Gill’s disposing of the bar is perhaps the most incriminating evidence in the Crown’s case against him. The Crown alleges that Gill and Ronald conspired to kill Jagtar on Jan. 29, 2013 – the Gills’ anniversary – to carry on an affair the two OC Transpo co-workers had been having. The Crown contends Ronald entered the house and beat Jagtar Gill with a weightlifting bar before stabbing her with a large knife.
But Harbic argued that there was no affair. Bhupinderpal Gill told police it had ended in September 2013, months before the killing, and the Crown had found no evidence the pair were involved in a sexual relationship at the time of Jagtar’s death – no bank records, no motel receipts, not even witness sightings of the two holding hands.
They were just friends, he said.
“In my experience, people kill over greed, they kill over money, they kill over sex. But a platonic friendship? I don’t think so.”

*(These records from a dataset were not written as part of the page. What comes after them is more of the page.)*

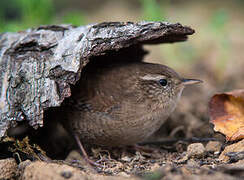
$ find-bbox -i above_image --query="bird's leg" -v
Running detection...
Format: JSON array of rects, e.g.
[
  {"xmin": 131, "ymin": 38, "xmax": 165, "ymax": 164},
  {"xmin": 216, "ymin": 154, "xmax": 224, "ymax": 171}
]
[{"xmin": 74, "ymin": 133, "xmax": 102, "ymax": 167}]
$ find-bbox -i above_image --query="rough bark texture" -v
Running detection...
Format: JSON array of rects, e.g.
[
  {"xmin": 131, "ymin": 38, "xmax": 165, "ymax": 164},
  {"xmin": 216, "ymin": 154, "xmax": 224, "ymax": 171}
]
[{"xmin": 0, "ymin": 22, "xmax": 194, "ymax": 139}]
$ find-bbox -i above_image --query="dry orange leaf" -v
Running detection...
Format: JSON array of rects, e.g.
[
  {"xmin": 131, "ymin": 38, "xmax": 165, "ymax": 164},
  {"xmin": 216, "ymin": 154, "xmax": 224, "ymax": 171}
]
[{"xmin": 209, "ymin": 89, "xmax": 244, "ymax": 141}]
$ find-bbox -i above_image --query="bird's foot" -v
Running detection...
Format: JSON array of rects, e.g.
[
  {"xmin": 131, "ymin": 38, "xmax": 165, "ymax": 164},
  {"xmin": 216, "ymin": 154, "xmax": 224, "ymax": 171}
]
[{"xmin": 132, "ymin": 144, "xmax": 157, "ymax": 153}]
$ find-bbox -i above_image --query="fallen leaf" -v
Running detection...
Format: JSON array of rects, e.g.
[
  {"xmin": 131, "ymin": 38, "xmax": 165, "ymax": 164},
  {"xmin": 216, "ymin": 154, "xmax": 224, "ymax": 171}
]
[{"xmin": 209, "ymin": 89, "xmax": 244, "ymax": 141}]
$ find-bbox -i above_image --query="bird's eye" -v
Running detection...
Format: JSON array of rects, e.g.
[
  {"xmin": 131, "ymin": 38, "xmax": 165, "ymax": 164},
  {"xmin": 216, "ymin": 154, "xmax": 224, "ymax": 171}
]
[{"xmin": 159, "ymin": 79, "xmax": 168, "ymax": 86}]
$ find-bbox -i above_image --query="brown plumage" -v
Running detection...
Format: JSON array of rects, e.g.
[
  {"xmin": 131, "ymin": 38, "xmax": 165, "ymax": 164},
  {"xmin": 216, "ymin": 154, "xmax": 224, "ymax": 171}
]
[{"xmin": 64, "ymin": 62, "xmax": 200, "ymax": 146}]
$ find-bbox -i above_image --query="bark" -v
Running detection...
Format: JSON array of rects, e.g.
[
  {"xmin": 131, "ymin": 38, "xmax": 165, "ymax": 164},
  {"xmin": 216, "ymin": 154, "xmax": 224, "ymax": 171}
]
[{"xmin": 0, "ymin": 22, "xmax": 194, "ymax": 139}]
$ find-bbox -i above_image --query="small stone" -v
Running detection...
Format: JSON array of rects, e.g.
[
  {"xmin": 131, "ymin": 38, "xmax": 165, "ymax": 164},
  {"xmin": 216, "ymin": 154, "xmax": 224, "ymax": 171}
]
[
  {"xmin": 206, "ymin": 141, "xmax": 222, "ymax": 154},
  {"xmin": 0, "ymin": 158, "xmax": 18, "ymax": 179},
  {"xmin": 187, "ymin": 159, "xmax": 200, "ymax": 168},
  {"xmin": 18, "ymin": 159, "xmax": 31, "ymax": 171},
  {"xmin": 61, "ymin": 171, "xmax": 72, "ymax": 179},
  {"xmin": 21, "ymin": 161, "xmax": 86, "ymax": 180},
  {"xmin": 187, "ymin": 143, "xmax": 205, "ymax": 158},
  {"xmin": 121, "ymin": 156, "xmax": 132, "ymax": 162},
  {"xmin": 219, "ymin": 139, "xmax": 244, "ymax": 162}
]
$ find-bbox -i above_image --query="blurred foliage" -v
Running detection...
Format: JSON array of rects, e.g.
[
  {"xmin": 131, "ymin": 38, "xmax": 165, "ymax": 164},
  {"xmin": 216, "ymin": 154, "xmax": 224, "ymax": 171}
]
[
  {"xmin": 139, "ymin": 0, "xmax": 169, "ymax": 21},
  {"xmin": 0, "ymin": 0, "xmax": 85, "ymax": 32}
]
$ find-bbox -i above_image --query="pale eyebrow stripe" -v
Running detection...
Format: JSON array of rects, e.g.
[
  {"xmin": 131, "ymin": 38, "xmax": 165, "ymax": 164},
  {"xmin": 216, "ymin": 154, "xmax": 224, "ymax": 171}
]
[{"xmin": 141, "ymin": 74, "xmax": 165, "ymax": 81}]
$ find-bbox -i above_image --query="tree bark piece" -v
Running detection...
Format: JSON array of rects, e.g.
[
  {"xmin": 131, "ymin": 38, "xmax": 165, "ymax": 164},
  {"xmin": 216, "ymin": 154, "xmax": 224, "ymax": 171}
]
[{"xmin": 0, "ymin": 22, "xmax": 194, "ymax": 138}]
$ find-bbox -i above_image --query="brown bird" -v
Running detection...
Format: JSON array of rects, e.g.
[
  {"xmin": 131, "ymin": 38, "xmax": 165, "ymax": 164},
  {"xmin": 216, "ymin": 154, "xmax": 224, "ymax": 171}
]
[{"xmin": 61, "ymin": 62, "xmax": 202, "ymax": 165}]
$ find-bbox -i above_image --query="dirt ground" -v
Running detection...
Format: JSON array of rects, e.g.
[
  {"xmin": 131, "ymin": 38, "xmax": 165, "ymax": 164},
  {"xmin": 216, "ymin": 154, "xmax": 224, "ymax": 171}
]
[{"xmin": 0, "ymin": 2, "xmax": 244, "ymax": 180}]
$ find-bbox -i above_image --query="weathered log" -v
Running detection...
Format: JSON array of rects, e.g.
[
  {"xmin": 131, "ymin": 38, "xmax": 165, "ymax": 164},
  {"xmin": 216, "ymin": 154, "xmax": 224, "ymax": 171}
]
[{"xmin": 0, "ymin": 22, "xmax": 194, "ymax": 139}]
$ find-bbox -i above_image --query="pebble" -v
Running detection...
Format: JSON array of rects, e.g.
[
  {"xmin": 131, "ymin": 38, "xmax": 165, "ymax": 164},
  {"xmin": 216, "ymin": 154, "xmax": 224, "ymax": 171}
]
[
  {"xmin": 206, "ymin": 141, "xmax": 222, "ymax": 154},
  {"xmin": 0, "ymin": 158, "xmax": 18, "ymax": 179},
  {"xmin": 187, "ymin": 143, "xmax": 205, "ymax": 158}
]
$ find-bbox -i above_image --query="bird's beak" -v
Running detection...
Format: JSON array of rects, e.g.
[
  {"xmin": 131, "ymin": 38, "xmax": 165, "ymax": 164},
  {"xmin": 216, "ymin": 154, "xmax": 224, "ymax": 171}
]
[{"xmin": 182, "ymin": 79, "xmax": 203, "ymax": 85}]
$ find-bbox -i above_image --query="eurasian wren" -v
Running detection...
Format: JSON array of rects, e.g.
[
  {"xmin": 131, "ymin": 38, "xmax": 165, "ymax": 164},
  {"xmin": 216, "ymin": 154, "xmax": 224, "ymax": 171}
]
[{"xmin": 64, "ymin": 62, "xmax": 201, "ymax": 146}]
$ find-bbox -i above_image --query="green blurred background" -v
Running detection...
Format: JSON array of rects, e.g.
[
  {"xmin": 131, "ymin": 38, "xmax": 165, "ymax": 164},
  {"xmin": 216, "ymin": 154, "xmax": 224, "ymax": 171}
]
[{"xmin": 0, "ymin": 0, "xmax": 244, "ymax": 86}]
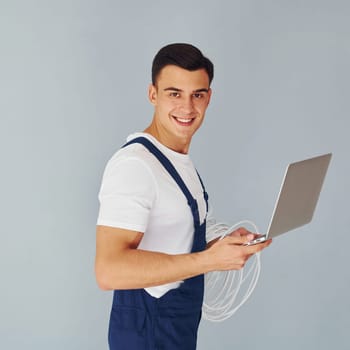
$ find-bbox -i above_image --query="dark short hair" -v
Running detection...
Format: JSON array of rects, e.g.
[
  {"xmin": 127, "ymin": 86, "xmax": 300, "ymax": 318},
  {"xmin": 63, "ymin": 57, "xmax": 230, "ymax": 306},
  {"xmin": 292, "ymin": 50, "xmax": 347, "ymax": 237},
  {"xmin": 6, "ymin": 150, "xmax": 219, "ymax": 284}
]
[{"xmin": 152, "ymin": 43, "xmax": 214, "ymax": 85}]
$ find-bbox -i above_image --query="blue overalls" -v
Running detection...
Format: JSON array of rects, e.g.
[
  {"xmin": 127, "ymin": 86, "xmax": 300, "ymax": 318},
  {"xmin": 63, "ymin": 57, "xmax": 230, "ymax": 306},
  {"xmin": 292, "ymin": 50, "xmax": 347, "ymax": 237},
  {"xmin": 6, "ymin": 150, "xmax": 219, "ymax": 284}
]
[{"xmin": 108, "ymin": 137, "xmax": 208, "ymax": 350}]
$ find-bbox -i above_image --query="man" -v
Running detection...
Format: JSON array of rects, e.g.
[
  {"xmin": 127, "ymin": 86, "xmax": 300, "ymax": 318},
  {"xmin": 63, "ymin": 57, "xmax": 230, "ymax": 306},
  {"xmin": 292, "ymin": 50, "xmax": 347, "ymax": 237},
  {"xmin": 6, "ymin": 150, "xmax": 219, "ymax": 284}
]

And if Gill had helped in the killing by, as the Crown alleges, ensuring the couple’s children were out of the house on the 29th, leaving Jagtar alone and vulnerable at home where she was recovering from surgery, the supposed co-conspirators picked a bad day for it.
Since it was the Gills’ anniversary, their Barrhaven home would see plenty of friends coming and going. Bhupinderpal himself was home rather than having the alibi of driving his OC Transpo bus.
“Why pick the 29th? Why not the 30th?” Harbic asked. “My point is, there was a better day to organize such a dreadful monstrosity of a day.”
The trial before Ontario Superior Court Justice Julianne Parfett and a jury of seven men and five women resumes Thursday morning with final summations from Ronald’s lawyer, Michael Smith.